The Kiddy Pool: What’s In A Name, Mrs. Carter?

The Kiddy Pool: What’s In A Name, Mrs. Carter? June 18, 2013

Every week in The Kiddy Pool, Erin Newcomb confronts one of many issues that parents must deal with related to popular culture.

A few weeks ago, I introduced myself to another mother at my local library’s story hour. We knew each other’s children’s names, but could only refer to each other as “So-and-so’s mom.” It’s not my favorite thing to be called, yet it seems common at these children’s gatherings for adults to be known only by the possessive relational title of X’s mom/dad/grandma/grandpa, etc. I made some remark to the mother about how nice it was to know her name, since I see her regularly, and her response — that she didn’t feel it was important at all — surprised me. I couldn’t disagree more.

I remember going for a run shortly after my first daughter was born. I desperately needed the fresh air, the space, the solitude. At one point, I stood, watch stopped and waiting for the light to turn green, and realized I was swaying as if I were holding the baby. Early motherhood, for me, was filled with strange moments like that, where on the rare occasions that I went out alone, I felt compelled to tell strangers (but didn’t) at the grocery store that I had a baby at home. If she wasn’t with me, I felt like something was missing. I’m pretty sure these are telltale signs that a parent needs to get out more sans kids. It’s easy, especially in the early weeks/months/years of parenthood, to lose oneself in the process of care-giving. But for one’s identity to be subsumed by the child is not healthy for the parent or the child. And while I can’t possibly know whether that is the case for the mother at the library, it’s why I’d like to maintain a name of my own.
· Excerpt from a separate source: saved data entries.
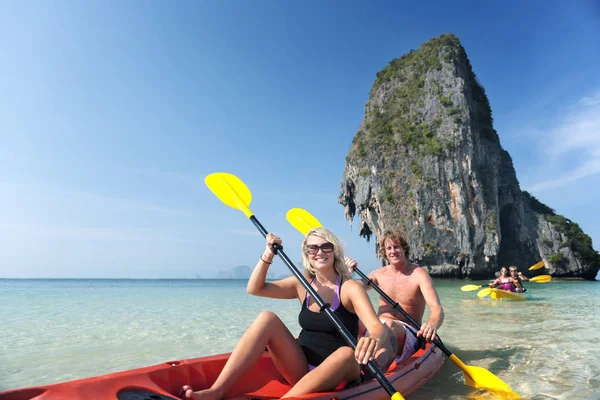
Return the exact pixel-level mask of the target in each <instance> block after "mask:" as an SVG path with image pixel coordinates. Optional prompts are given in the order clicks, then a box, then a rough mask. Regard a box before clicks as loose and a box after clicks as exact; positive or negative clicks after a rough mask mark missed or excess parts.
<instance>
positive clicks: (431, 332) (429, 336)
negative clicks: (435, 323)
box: [417, 322, 437, 342]
mask: <svg viewBox="0 0 600 400" xmlns="http://www.w3.org/2000/svg"><path fill="white" fill-rule="evenodd" d="M436 334H437V331H436V329H435V326H434V325H432V324H429V322H425V323H424V324H423V325H421V329H419V332H417V337H422V338H423V339H425V340H426V341H427V342H432V341H433V339H435V335H436Z"/></svg>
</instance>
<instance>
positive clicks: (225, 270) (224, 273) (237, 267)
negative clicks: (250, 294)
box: [216, 265, 302, 279]
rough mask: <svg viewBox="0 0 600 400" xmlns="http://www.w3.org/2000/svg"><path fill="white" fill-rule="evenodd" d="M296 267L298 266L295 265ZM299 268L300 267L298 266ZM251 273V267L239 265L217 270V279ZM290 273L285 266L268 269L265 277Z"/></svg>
mask: <svg viewBox="0 0 600 400" xmlns="http://www.w3.org/2000/svg"><path fill="white" fill-rule="evenodd" d="M297 267H298V266H297ZM299 269H300V270H301V269H302V268H299ZM250 274H252V268H250V267H249V266H247V265H239V266H237V267H233V268H231V269H229V270H220V271H218V272H217V276H216V278H217V279H249V278H250ZM291 275H292V273H291V272H290V271H289V270H288V269H287V268H285V267H280V268H273V269H270V270H269V272H268V273H267V279H283V278H287V277H288V276H291Z"/></svg>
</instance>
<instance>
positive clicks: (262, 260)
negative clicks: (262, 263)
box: [260, 256, 273, 264]
mask: <svg viewBox="0 0 600 400" xmlns="http://www.w3.org/2000/svg"><path fill="white" fill-rule="evenodd" d="M260 260H261V261H262V262H264V263H265V264H273V261H267V260H265V259H264V258H262V256H260Z"/></svg>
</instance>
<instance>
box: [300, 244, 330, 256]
mask: <svg viewBox="0 0 600 400" xmlns="http://www.w3.org/2000/svg"><path fill="white" fill-rule="evenodd" d="M334 248H335V247H334V246H333V244H332V243H329V242H327V243H323V244H322V245H320V246H319V245H316V244H307V245H306V247H305V249H306V252H307V253H308V254H310V255H315V254H317V253H318V252H319V249H321V251H323V253H331V252H332V251H333V249H334Z"/></svg>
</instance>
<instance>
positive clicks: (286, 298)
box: [183, 228, 388, 400]
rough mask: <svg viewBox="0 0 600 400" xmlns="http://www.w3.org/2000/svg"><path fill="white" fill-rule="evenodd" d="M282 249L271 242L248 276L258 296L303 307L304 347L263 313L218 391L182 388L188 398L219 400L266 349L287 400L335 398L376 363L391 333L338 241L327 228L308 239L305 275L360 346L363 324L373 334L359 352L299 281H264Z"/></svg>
mask: <svg viewBox="0 0 600 400" xmlns="http://www.w3.org/2000/svg"><path fill="white" fill-rule="evenodd" d="M281 243H282V241H281V239H280V238H279V237H277V236H275V235H273V234H271V233H269V234H268V235H267V237H266V249H265V251H264V253H263V254H262V256H261V257H260V259H259V260H258V263H257V264H256V267H255V268H254V271H253V272H252V275H251V276H250V279H249V281H248V287H247V290H248V293H250V294H253V295H255V296H263V297H271V298H277V299H294V298H296V299H298V300H299V301H300V303H301V304H302V307H301V310H300V315H299V317H298V321H299V323H300V326H301V327H302V331H301V332H300V335H299V336H298V340H296V339H295V338H294V336H293V335H292V333H291V332H290V331H289V329H288V328H287V327H286V326H285V325H284V324H283V322H282V321H281V320H280V319H279V317H277V316H276V315H275V314H273V313H271V312H269V311H263V312H262V313H260V314H259V316H258V317H257V318H256V320H255V321H254V322H253V323H252V325H251V326H250V327H249V328H248V330H247V331H246V333H245V334H244V335H243V336H242V338H241V339H240V341H239V342H238V344H237V346H236V347H235V349H234V350H233V352H232V353H231V356H230V357H229V359H228V360H227V363H226V364H225V366H224V367H223V370H222V371H221V373H220V375H219V377H218V378H217V380H216V381H215V383H214V384H213V385H212V386H211V387H210V388H209V389H206V390H201V391H198V392H193V390H192V388H191V387H190V386H184V387H183V391H184V394H185V398H193V399H202V400H205V399H220V398H221V397H222V396H224V395H226V394H227V391H228V390H229V389H230V388H231V387H232V386H233V385H234V383H235V382H236V380H237V379H239V378H240V377H241V376H242V375H243V374H244V373H245V372H247V371H248V370H249V369H250V368H252V367H253V366H254V365H255V364H256V363H257V362H258V360H259V359H260V357H261V356H262V354H263V352H264V349H265V346H266V347H267V348H268V350H269V353H270V354H271V358H272V359H273V361H274V362H275V365H277V368H278V369H279V371H280V372H281V374H282V375H283V376H284V378H285V379H286V380H287V381H288V383H289V384H290V385H291V386H292V389H291V390H290V391H289V392H288V393H286V394H285V395H284V396H283V397H282V398H289V397H295V396H301V395H304V394H308V393H314V392H320V391H327V390H334V389H335V388H336V387H338V386H339V385H340V384H344V383H348V382H352V381H354V380H356V379H358V378H360V365H361V364H366V363H367V362H369V361H370V360H372V359H373V357H374V355H375V353H376V352H377V351H378V350H379V348H380V343H381V342H383V341H385V340H386V338H387V335H388V328H387V327H386V326H385V325H383V324H381V323H380V322H379V319H378V318H377V316H376V314H375V310H374V309H373V306H372V304H371V301H370V300H369V297H368V296H367V293H366V292H365V290H364V289H363V288H362V287H361V286H360V285H359V284H358V283H357V282H355V281H354V280H352V279H351V277H350V275H349V272H348V269H347V268H346V267H345V265H344V251H343V249H342V246H341V244H340V242H339V240H338V239H337V238H336V237H335V236H334V235H333V233H331V232H330V231H329V230H327V229H324V228H315V229H312V230H311V231H310V232H308V233H307V235H306V237H305V238H304V240H303V242H302V264H303V267H304V275H305V276H306V278H307V280H308V281H309V282H310V284H311V286H312V287H313V288H314V289H315V291H316V292H317V294H318V295H319V296H320V297H321V298H322V299H323V301H324V302H325V303H329V304H331V310H332V311H333V313H334V314H335V315H336V316H337V317H338V318H339V320H340V321H341V322H342V323H343V324H344V326H345V327H346V329H348V331H350V333H351V334H352V335H353V336H354V337H355V338H356V336H357V333H358V319H359V318H360V320H361V321H362V322H363V324H364V325H365V327H366V328H367V329H368V330H369V332H370V336H369V337H364V338H361V339H360V340H359V341H358V345H357V346H356V350H355V351H353V350H352V348H351V347H349V346H348V345H347V344H346V342H345V341H344V339H343V337H342V336H341V334H340V333H339V332H338V331H337V329H336V328H335V326H334V324H333V323H332V322H331V321H330V320H329V318H328V317H327V315H326V314H325V313H321V312H319V310H320V307H319V305H318V304H317V303H316V302H315V301H314V299H313V298H311V296H310V295H309V294H308V293H307V291H306V289H305V288H304V287H303V286H302V284H301V283H300V282H299V281H298V280H297V279H296V278H295V277H293V276H292V277H289V278H286V279H282V280H279V281H275V282H266V281H265V280H266V276H267V270H268V269H269V266H270V265H271V264H272V263H273V258H274V257H275V252H274V250H273V246H274V245H275V244H281Z"/></svg>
I was mulling over my many names when a friend and I started talking about Beyoncé’s world tour. Except it’s billed as Mrs. Carter’s world tour. Mrs. Carter is the name Beyoncé uses in her H&M ads as well, and it’s one name among many (individual and collective) that she’s used throughout the years: Beyoncé, Sasha Fierce, Destiny’s Child, and now Mrs. Carter. Each name tells a story. There’s the name that requires no surname, the alter ego to embolden a performer, the girl-group with a singular title, and the newest that signals her marriage to a performer who doesn’t even need his last name. Each name is also part of a performance, always public, a way of repackaging and rebranding Beyoncé’s music and image.

So what does it mean for the woman with first-name recognition to take on her husband’s moniker for her world tour? As Jane Martinson writes:

Over time, Beyoncé has not only allowed her personal life to become more public but decided to make family life her defining feature. For her sixth album, Beyoncé will be a mother, a devoted wife — a single lady no more.
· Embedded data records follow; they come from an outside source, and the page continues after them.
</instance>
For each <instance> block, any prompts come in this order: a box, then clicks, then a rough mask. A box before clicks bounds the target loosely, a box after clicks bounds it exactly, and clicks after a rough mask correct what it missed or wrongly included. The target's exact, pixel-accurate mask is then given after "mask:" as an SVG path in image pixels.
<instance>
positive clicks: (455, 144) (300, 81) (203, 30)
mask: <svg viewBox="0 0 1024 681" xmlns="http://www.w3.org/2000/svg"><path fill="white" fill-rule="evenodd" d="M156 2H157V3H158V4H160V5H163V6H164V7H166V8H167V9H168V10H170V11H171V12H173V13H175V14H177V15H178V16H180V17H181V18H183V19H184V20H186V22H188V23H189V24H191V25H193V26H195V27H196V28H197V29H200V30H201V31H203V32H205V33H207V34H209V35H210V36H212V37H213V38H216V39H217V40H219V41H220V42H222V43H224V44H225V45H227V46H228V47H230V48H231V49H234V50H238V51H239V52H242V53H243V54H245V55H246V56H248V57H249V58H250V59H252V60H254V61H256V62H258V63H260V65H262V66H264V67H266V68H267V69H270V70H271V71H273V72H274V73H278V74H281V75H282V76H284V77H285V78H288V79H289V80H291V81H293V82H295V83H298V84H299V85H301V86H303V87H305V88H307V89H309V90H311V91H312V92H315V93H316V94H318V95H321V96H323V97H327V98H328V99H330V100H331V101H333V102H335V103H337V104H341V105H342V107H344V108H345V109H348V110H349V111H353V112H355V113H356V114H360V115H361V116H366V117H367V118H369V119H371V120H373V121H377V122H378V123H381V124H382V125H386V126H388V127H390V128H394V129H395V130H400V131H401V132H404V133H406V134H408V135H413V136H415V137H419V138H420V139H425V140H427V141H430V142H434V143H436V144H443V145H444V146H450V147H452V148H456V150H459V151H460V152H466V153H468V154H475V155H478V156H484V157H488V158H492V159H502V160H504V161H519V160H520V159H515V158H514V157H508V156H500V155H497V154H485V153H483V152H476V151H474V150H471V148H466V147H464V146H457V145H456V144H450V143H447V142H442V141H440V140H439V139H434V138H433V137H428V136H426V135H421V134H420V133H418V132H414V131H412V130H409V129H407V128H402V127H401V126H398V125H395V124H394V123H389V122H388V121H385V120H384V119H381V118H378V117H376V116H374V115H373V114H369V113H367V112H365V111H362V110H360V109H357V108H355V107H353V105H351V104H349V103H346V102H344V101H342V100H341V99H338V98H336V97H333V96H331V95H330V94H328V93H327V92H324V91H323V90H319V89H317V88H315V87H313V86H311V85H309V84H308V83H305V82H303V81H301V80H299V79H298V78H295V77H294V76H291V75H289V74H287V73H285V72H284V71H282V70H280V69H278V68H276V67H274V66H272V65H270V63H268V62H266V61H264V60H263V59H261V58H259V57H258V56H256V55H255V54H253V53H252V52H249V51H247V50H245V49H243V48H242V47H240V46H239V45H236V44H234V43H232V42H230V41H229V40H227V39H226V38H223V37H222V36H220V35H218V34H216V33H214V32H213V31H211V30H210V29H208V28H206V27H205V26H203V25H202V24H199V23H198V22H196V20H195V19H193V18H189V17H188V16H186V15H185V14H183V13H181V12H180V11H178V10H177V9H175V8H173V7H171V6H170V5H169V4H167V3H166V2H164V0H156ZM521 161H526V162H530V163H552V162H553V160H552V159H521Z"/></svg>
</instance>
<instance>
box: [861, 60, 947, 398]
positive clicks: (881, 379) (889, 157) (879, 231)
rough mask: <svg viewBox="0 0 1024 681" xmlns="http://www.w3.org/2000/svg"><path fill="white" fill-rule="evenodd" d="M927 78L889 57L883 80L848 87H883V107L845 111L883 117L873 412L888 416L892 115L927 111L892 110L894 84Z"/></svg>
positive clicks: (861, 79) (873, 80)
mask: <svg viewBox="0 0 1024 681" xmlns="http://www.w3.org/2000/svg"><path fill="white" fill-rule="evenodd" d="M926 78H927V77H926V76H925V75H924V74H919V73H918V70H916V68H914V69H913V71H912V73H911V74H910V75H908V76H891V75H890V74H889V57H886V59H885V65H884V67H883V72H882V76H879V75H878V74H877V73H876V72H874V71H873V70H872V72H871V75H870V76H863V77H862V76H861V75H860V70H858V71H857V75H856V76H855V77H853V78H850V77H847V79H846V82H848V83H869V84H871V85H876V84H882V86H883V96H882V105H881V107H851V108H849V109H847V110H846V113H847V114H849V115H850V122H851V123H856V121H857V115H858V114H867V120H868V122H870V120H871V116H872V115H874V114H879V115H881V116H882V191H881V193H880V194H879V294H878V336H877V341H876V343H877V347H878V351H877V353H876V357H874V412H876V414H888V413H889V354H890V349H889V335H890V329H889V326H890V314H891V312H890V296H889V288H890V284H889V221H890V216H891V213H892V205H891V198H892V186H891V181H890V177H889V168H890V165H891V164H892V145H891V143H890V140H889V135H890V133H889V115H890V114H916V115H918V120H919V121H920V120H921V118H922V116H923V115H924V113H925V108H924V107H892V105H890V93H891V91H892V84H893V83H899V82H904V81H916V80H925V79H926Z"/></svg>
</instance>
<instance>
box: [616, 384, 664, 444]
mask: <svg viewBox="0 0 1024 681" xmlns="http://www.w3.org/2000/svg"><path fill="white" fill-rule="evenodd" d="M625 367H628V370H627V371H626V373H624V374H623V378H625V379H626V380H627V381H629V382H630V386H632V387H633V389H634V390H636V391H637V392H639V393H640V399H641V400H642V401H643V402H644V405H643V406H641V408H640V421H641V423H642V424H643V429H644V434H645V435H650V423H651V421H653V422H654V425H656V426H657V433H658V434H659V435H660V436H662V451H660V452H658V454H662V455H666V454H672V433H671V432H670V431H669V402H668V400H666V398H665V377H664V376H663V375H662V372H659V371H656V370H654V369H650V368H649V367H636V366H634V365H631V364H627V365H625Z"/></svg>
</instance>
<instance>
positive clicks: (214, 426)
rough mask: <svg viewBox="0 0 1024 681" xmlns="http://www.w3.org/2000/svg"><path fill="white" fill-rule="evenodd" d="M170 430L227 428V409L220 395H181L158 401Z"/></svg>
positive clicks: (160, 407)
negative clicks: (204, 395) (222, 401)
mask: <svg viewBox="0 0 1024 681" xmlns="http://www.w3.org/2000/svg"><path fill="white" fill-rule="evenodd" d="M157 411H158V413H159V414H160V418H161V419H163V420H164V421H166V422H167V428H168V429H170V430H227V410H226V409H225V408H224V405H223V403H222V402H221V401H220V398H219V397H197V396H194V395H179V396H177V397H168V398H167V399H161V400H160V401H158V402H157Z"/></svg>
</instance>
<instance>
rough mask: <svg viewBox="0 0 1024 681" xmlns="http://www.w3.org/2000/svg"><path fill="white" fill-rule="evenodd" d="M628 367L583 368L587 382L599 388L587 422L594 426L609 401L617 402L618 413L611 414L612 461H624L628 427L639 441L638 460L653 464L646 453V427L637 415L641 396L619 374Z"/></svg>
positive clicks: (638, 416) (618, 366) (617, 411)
I understand the way marriage and children can create a rift — an unalterable before and after that utterly changes who we are and how we view the world. Subjectivity is not that simple though, and I think Beyoncé knows that.
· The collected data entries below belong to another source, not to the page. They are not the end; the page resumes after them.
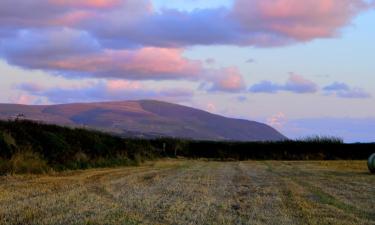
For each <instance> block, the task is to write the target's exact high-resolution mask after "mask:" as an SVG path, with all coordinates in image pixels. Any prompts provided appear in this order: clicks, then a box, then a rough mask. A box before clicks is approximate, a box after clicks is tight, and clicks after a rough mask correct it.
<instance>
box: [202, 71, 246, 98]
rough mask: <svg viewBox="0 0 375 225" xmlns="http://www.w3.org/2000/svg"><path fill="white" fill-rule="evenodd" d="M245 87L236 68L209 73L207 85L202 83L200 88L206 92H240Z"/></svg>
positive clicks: (245, 86) (216, 71) (239, 72)
mask: <svg viewBox="0 0 375 225" xmlns="http://www.w3.org/2000/svg"><path fill="white" fill-rule="evenodd" d="M207 86H208V87H207ZM245 87H246V85H245V81H244V78H243V76H242V74H241V73H240V71H239V70H238V69H237V68H236V67H227V68H222V69H220V70H214V71H211V74H210V76H209V77H208V81H207V83H204V84H203V87H202V88H203V89H206V90H208V91H224V92H241V91H243V90H245Z"/></svg>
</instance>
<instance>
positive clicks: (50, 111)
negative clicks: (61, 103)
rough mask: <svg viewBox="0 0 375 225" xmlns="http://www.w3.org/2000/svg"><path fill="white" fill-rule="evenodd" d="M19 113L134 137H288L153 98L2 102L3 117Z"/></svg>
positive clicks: (283, 138)
mask: <svg viewBox="0 0 375 225" xmlns="http://www.w3.org/2000/svg"><path fill="white" fill-rule="evenodd" d="M17 114H23V115H24V116H25V118H26V119H30V120H37V121H42V122H45V123H53V124H59V125H67V126H75V127H82V126H83V127H89V128H94V129H100V130H103V131H107V132H113V133H117V134H120V135H123V136H133V137H134V136H137V137H176V138H188V139H200V140H236V141H277V140H283V139H285V138H286V137H285V136H283V135H282V134H280V133H279V132H278V131H276V130H275V129H274V128H272V127H270V126H268V125H266V124H262V123H258V122H254V121H248V120H241V119H231V118H227V117H223V116H220V115H215V114H212V113H208V112H205V111H203V110H198V109H195V108H191V107H186V106H182V105H177V104H172V103H167V102H161V101H154V100H141V101H121V102H98V103H73V104H62V105H35V106H28V105H15V104H0V119H9V118H14V116H15V115H17Z"/></svg>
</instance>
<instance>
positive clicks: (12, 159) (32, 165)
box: [8, 148, 49, 174]
mask: <svg viewBox="0 0 375 225" xmlns="http://www.w3.org/2000/svg"><path fill="white" fill-rule="evenodd" d="M8 170H9V172H11V173H14V174H22V173H29V174H30V173H33V174H40V173H45V172H47V171H49V167H48V165H47V162H46V161H45V160H43V159H42V158H41V157H40V155H39V154H38V153H35V152H32V151H31V149H30V148H26V149H25V150H23V151H20V152H17V153H16V154H14V155H13V156H12V158H11V159H10V161H9V169H8Z"/></svg>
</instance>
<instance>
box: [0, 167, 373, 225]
mask: <svg viewBox="0 0 375 225" xmlns="http://www.w3.org/2000/svg"><path fill="white" fill-rule="evenodd" d="M374 209H375V176H373V175H370V174H369V172H368V170H367V167H366V162H365V161H307V162H306V161H298V162H283V161H245V162H208V161H193V160H165V161H157V162H152V163H147V164H145V165H143V166H140V167H126V168H116V169H95V170H86V171H75V172H65V173H60V174H56V175H44V176H7V177H0V224H375V210H374Z"/></svg>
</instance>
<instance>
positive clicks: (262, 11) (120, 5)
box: [0, 0, 374, 93]
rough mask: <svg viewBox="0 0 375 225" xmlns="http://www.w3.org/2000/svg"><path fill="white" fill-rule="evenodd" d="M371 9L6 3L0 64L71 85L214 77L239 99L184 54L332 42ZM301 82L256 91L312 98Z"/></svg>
mask: <svg viewBox="0 0 375 225" xmlns="http://www.w3.org/2000/svg"><path fill="white" fill-rule="evenodd" d="M371 8H374V2H373V1H371V2H369V1H365V0H305V1H300V0H234V2H233V7H229V8H225V7H220V8H206V9H196V10H192V11H180V10H176V9H162V10H155V9H154V6H153V3H152V1H150V0H74V1H73V0H33V1H29V0H16V1H15V0H2V1H1V2H0V57H1V58H3V59H5V60H6V61H7V62H9V63H10V64H13V65H17V66H20V67H23V68H28V69H41V70H46V71H52V72H53V73H54V74H58V75H63V76H68V77H70V78H71V77H82V76H86V77H87V76H92V77H95V78H96V77H101V78H116V79H118V78H121V79H132V80H173V79H187V80H191V79H195V80H197V81H204V82H206V81H207V79H209V78H211V79H212V81H211V83H212V87H211V89H212V90H221V91H229V92H233V91H234V90H239V89H241V88H243V86H244V84H243V83H242V84H241V82H243V79H242V78H241V77H242V75H239V74H237V72H233V71H234V70H233V71H232V72H228V70H232V69H228V68H225V69H223V70H218V69H216V70H213V69H207V68H205V67H204V65H205V63H204V62H200V61H194V60H189V59H187V58H185V57H184V56H183V52H184V49H185V48H186V47H191V46H196V45H217V44H221V45H235V46H257V47H270V46H281V45H287V44H294V43H299V42H306V41H310V40H314V39H317V38H330V37H334V36H337V35H339V34H340V29H341V28H343V27H345V26H347V25H348V24H350V22H351V21H352V20H353V18H354V17H356V16H357V15H358V14H360V13H361V12H363V11H366V10H368V9H371ZM36 12H38V13H36ZM214 73H216V74H217V75H216V78H213V77H215V76H212V74H214ZM222 74H226V76H224V78H223V75H222ZM208 77H209V78H208ZM300 82H302V81H300V80H299V81H298V80H297V81H291V83H290V84H286V86H284V87H275V86H272V84H267V83H264V84H262V85H263V86H265V87H261V86H262V85H261V86H260V87H258V89H262V88H269V89H272V90H274V91H277V89H280V88H281V89H282V88H284V89H286V90H290V91H295V92H298V93H299V92H304V91H307V92H312V91H314V89H313V87H310V85H311V84H301V83H300ZM267 86H268V87H267ZM298 88H301V89H298ZM309 88H310V89H309ZM255 89H256V88H255Z"/></svg>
It’s not so much that we shed one name in favor of another, the way we try on clothes. It’s more that we layer them in an increasingly complex network of relationships. I didn’t stop being an individual because I had children any more than I stop being “mama” because my students call me “Dr. Newcomb.” I’m all of those thing at the same time, with my name dependent on the context. And while I don’t have a world tour (yet), my names are a kind of performance just like Beyoncé’s and just like the woman at the library. Our names tell us how we know ourselves, how we want to be known, and how close we’re willing to let others get to us. Names can initiate or obstruct intimacy.  And ultimately, all these names, all these performances, will fall the way of Sasha Fierce in favor of a true name from the Maker who sees us as we are, even if it’s not how we see ourselves.